Last Updated: June 7, 2021
You can call me out as someone who takes ingredient measurement with a pinch of salt—literally. When it comes to cooking, a measurement sounds to me like a suggestion rather than a directive, but I know better than anyone, that a lackadaisical attitude will not fly when it comes to baking. Since baking is slightly more science than ‘feels’, it goes a long way for one to stick to the ‘2 cup’ instruction if you want the best chance of your bakes turning out perfect. Here, I’ll break down seven different measuring tools that are essential to have your kitchen—even if you possess unwavering confidence in eye-balling the temperature of that roast beef in the oven.

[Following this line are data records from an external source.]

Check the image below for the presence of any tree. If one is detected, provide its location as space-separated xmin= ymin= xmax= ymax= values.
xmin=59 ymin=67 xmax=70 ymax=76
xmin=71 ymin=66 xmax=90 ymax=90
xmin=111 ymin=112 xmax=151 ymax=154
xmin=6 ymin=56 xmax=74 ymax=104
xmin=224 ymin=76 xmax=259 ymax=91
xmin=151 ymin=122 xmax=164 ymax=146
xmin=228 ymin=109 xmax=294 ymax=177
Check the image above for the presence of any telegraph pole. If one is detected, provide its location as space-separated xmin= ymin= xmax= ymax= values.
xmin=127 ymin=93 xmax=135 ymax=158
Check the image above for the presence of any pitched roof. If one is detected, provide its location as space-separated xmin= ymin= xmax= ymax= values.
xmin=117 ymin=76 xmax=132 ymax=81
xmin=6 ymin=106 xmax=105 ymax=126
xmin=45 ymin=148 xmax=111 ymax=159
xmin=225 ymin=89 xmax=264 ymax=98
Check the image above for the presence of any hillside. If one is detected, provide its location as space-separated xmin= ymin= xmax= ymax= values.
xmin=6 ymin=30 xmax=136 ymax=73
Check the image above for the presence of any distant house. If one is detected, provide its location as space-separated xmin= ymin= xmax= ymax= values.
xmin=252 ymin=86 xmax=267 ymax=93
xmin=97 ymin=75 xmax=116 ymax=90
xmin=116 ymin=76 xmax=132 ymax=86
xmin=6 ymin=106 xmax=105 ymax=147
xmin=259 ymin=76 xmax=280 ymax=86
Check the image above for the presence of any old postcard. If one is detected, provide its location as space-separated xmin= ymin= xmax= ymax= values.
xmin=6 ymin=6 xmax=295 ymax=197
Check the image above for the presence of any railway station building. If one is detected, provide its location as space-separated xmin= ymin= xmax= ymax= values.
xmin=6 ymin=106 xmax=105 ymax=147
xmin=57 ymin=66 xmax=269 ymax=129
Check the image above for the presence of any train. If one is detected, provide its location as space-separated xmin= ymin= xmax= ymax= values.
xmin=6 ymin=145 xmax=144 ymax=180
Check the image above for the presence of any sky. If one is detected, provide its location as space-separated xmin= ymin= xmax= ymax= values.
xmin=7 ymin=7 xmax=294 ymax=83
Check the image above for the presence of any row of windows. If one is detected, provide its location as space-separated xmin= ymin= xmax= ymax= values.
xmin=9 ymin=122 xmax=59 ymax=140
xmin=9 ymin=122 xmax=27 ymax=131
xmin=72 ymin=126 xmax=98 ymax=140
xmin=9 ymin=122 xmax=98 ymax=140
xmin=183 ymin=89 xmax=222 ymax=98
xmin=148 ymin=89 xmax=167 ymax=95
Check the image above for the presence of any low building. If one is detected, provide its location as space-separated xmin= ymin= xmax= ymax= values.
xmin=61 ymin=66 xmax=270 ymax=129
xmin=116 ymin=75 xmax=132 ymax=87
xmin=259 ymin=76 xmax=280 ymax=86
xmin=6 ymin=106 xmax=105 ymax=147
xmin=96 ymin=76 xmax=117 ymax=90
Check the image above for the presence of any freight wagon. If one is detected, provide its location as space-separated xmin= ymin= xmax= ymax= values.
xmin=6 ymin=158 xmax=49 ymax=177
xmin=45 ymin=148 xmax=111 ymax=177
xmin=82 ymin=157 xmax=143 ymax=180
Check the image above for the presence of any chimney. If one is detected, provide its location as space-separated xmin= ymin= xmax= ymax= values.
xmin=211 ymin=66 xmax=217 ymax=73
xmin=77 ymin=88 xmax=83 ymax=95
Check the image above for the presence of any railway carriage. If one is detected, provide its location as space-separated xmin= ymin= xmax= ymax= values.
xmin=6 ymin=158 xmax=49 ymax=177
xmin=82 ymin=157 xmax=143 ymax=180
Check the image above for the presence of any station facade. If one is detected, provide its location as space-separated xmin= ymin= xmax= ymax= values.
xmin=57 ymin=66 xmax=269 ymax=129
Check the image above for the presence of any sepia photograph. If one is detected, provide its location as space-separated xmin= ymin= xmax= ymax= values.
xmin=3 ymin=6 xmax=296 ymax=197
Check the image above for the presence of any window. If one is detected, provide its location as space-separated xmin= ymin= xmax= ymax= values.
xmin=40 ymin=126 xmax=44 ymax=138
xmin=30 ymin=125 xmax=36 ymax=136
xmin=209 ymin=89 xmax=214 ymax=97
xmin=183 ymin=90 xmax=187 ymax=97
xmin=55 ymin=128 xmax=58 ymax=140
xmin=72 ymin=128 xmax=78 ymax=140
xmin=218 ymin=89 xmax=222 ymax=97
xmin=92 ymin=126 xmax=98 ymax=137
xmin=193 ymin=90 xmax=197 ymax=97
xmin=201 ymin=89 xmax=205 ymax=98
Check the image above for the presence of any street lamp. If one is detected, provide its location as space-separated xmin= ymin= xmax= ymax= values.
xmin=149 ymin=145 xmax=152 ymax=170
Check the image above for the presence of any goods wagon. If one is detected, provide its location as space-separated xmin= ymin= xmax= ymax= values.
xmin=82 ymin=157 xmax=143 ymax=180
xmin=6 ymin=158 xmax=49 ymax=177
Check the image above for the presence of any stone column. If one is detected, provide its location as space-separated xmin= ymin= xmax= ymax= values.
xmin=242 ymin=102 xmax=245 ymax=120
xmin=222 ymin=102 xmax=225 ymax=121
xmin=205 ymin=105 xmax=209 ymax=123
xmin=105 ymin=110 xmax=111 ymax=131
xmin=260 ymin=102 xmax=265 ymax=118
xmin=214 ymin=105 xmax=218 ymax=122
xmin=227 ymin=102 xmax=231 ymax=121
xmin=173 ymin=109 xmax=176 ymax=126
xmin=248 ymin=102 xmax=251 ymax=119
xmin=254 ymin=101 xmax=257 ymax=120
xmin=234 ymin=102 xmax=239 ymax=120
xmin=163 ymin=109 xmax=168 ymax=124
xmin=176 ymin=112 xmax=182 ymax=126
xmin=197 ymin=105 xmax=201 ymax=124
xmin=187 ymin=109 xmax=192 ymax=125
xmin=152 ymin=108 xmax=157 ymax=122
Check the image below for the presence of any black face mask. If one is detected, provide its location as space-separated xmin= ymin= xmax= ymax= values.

Just like a teaspoon or tablespoon, a measuring spoon is used to measure powders and liquids. They usually come in a set, but there’s no industry standard of how many varying spoon measurements come in one set.
These measuring spoons can come in different materials like plastic, silicone, and stainless steel, and as mentioned are commonly bought in a bundle—although you may also purchase them individually.
They are typically used to measure smaller amounts that vary between half a teaspoon to odd in-between measurements like 1¾ tablespoon. They can also go up to one cup’s worth, so anything larger than that would require a measuring cup.
You can purchase a measuring spoon set here.
As its name suggests, the instant-read thermometer provides a live reading of the temperature of your meat. You can certainly eye-ball the doneness but that takes years to master—IMHO—and ain’t nobody got time for that. You also might not want to cut into the meat (to keep it intact for presentation), so an instant-read thermometer will do the trick.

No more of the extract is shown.